Abstract

Trust in new biomedical technologies: beliefs about HIV self-test kits and biospecimens among truck drivers in Kenya who chose not to test

Aleya Khalifa1, Joanne E. Mantell2, Stephanie N. Christian3, Matthew L. Romo4, Michael Strauss5, Kaymarlin Govender5, Eva Mwai6, Eston Nyaga6, Jacob O. Odhiambo6, Gavin George5, Elizabeth A. Kelvin4 (1)Department of Epidemiology and ICAP, Columbia University, (2)HIV Center for Clinical and Behavioral Studies, New York State Psychiatric Institute and Department of Psychiatry, Columbia University Irving Medical Center, (3)University of Pittsburgh Graduate School of Public Health, Department of Behavioral and Community Health Sciences, Pittsburgh, Pennsylvania, USA, (4)Department of Epidemiology & Biostatistics and Institute for Implementation Science in Population Health, CUNY Graduate School of Public Health and Health Policy, City University of New York, New York, NY, USA, (5)University of KwaZulu-Natal, Health Economics and HIV/AIDS Research Division (HEARD), Durban, South Africa, (6)The North Star Alliance, Nairobi, Kenya

APHA 2022 Annual Meeting and Expo

Introduction: HIV self-testing (HIVST) can increase testing rates in mobile populations like truck drivers, but less is known about the beliefs that influence mistrust in new HIVST technologies.
Methods: We conducted in-depth interviews with 24 truck drivers in Kenya who chose not to test for HIV within an HIVST-focused randomized controlled trial (RCT) in 2015, prior to the national rollout of HIVST. The RCT compared HIV testing uptake at baseline and over 6-months of follow-up between those offered only the standard facility-based finger-prick testing (SOC) and those offered a choice between the SOC test and an oral HIVST. We used purposive sampling to recruit participants who refused HIV testing at baseline (n=16) or who did not test during follow-up (n=8). We examined their interview responses to identify preferences, beliefs, and attitudes about oral versus blood-based HIVST kits.
Results: There was variation in preference regarding blood versus oral HIVST. Six participants reported that they preferred blood-based HIVST because they did not trust results from oral HIVST kits.

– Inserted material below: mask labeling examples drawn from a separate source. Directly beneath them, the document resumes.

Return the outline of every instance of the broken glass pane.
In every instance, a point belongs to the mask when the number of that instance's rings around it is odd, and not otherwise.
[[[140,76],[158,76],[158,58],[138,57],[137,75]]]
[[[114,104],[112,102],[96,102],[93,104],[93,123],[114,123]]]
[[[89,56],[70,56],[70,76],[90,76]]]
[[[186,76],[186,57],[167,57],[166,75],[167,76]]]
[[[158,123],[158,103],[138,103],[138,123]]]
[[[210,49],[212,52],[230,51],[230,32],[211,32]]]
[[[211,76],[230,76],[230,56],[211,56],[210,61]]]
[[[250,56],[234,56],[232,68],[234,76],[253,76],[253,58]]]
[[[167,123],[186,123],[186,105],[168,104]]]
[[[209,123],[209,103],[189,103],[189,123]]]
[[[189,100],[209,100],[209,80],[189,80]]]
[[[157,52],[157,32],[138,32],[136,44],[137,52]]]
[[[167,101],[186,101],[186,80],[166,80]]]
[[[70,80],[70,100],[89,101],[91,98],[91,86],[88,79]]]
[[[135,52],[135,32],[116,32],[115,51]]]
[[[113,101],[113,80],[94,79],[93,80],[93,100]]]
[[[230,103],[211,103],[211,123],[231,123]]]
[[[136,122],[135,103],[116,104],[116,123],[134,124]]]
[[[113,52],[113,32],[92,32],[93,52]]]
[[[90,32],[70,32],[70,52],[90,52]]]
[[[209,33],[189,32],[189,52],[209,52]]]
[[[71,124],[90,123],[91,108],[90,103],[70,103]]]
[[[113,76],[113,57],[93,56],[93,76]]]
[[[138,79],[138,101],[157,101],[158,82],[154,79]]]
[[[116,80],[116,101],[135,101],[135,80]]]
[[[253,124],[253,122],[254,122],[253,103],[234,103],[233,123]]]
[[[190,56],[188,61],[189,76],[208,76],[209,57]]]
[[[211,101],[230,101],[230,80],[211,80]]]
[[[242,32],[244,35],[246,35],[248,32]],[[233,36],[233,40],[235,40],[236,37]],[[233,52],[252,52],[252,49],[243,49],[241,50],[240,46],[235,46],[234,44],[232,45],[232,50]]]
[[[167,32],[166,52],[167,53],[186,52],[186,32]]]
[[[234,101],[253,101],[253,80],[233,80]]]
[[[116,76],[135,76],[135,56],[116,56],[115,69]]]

Some attributed this to the belief that HIV cannot be detected in oral fluids: “…it’s the blood that carries. The blood is the one that has the disease. Others reported that they only trusted oral HIVST because of fear of needles in general or that the needles might be contaminated and cause disease.
Conclusion: Through in-depth interviews, we identified misconceptions that may influence trust in new HIVST technologies. Our study highlights the need for dissemination of correct information regarding oral HIVST to ensure that availability translates into uptake.